Chen H, Lin Y, Sun W et al.
Key Laboratory of Cardiovascular Disease and Molecular Intervention, Department of Pathophysiology, Nanjing Medical University, Xuehai Building, Room A315, 101 Longmian Road, Jiangning District, Nanjing, 211166, China.
Digestive diseases and sciences. Mar 2017.

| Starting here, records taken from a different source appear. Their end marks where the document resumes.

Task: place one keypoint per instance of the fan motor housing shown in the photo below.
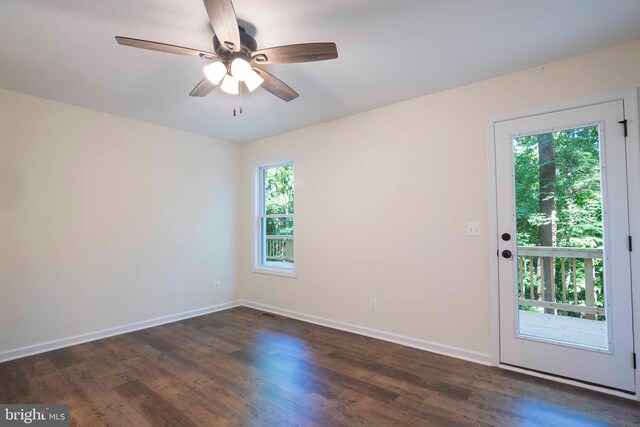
(247, 44)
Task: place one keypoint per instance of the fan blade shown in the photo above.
(163, 47)
(276, 86)
(204, 88)
(224, 23)
(307, 52)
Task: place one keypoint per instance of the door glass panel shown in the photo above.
(561, 282)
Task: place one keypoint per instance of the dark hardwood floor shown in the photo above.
(238, 367)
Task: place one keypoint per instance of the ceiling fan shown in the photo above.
(236, 57)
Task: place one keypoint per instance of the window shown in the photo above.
(275, 250)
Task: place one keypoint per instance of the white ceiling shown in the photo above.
(390, 50)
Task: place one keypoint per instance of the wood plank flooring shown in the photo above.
(238, 367)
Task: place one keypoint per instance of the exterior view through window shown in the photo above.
(277, 216)
(560, 236)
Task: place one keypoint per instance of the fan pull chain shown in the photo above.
(240, 109)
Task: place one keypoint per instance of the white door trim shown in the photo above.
(630, 98)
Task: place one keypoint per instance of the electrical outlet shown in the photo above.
(473, 229)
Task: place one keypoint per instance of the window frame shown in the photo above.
(261, 265)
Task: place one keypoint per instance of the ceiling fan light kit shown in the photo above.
(215, 72)
(237, 56)
(230, 85)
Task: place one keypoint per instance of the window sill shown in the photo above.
(274, 271)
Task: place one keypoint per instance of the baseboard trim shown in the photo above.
(575, 383)
(17, 353)
(445, 350)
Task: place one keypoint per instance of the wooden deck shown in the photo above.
(586, 332)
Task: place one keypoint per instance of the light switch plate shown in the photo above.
(473, 229)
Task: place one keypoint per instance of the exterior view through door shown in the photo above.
(563, 239)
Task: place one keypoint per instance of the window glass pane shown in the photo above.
(278, 190)
(278, 245)
(560, 237)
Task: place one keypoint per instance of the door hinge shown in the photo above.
(624, 123)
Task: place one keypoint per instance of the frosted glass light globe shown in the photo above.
(230, 85)
(240, 69)
(215, 72)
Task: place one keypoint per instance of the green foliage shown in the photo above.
(279, 199)
(578, 197)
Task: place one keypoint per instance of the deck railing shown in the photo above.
(279, 248)
(576, 273)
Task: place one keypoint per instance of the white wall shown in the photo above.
(106, 221)
(382, 199)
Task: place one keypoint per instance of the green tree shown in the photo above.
(279, 199)
(575, 221)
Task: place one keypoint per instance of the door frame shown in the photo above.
(630, 98)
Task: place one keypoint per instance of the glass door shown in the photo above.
(565, 289)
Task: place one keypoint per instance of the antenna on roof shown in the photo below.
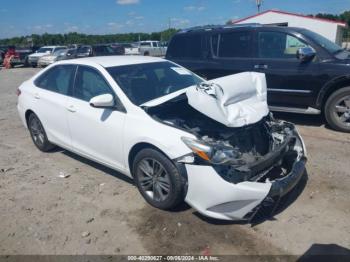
(258, 4)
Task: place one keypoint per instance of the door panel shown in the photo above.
(96, 132)
(51, 109)
(51, 95)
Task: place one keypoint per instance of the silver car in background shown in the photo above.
(55, 56)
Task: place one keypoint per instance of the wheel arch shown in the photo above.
(137, 148)
(27, 114)
(331, 87)
(143, 145)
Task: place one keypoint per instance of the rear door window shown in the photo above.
(186, 46)
(234, 44)
(278, 45)
(90, 83)
(58, 79)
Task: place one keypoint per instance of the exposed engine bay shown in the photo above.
(265, 150)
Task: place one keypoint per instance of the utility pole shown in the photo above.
(258, 4)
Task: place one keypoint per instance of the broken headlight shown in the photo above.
(214, 152)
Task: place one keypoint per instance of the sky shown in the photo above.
(25, 17)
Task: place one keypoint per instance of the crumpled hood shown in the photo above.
(235, 100)
(38, 54)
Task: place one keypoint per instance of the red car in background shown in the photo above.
(16, 56)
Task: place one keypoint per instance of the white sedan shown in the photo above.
(212, 144)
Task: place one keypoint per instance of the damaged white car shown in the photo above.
(212, 144)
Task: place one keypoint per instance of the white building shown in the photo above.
(333, 30)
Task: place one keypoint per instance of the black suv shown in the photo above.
(305, 72)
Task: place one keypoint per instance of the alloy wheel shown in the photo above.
(154, 179)
(342, 110)
(37, 131)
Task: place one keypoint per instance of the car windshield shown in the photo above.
(45, 49)
(324, 42)
(83, 49)
(145, 82)
(60, 52)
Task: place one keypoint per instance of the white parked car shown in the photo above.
(51, 58)
(45, 50)
(151, 48)
(211, 144)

The metabolic response to hepatic insufficiency has been implicated in the regulators of normal liver regeneration. Modulation of nutritional factors has been demonstrated to affect liver regeneration. Diets containing very low carbohydrate and high fat levels cause a unique metabolic state, the effect of which on liver regeneration is unknown.Mice were placed on standard mice chow (ND) or a very low carbohydrate diet (VLCD) after 70% partial hepatectomy (PH). After 48 h, mice on VLCD were placed back to ND. The serum metabolic profiles, hepatic lipid content, and gene expression profile were examined. The dynamics of liver regeneration were detected at timed points. Activation of signaling pathways was examined.VLCD feeding caused hypoglycemia and elevation of serum β-hydroxybutyrate and free fatty acids in mice after PH. It increased hepatic triglyceride contents, enhanced fatty acid oxidation, and reduced lipid synthesis. Mice on VLCD exhibited diminished hepatocellular mitotic frequency, a reduced BrdU incorporation and liver mass regeneration ratio, and delayed expression of PCNA. Expressions of IL-6 and TNFα in liver and serum were downregulated. Meanwhile, phosphorylation of STAT3, Erk, and AKT was delayed compared with controls.VLCD feeding delayed liver regeneration, probably because of the suppression of TNFα-IL-6-STAT3 signaling and delayed activation of Erk and AKT induced by the unique metabolic effects of this diet.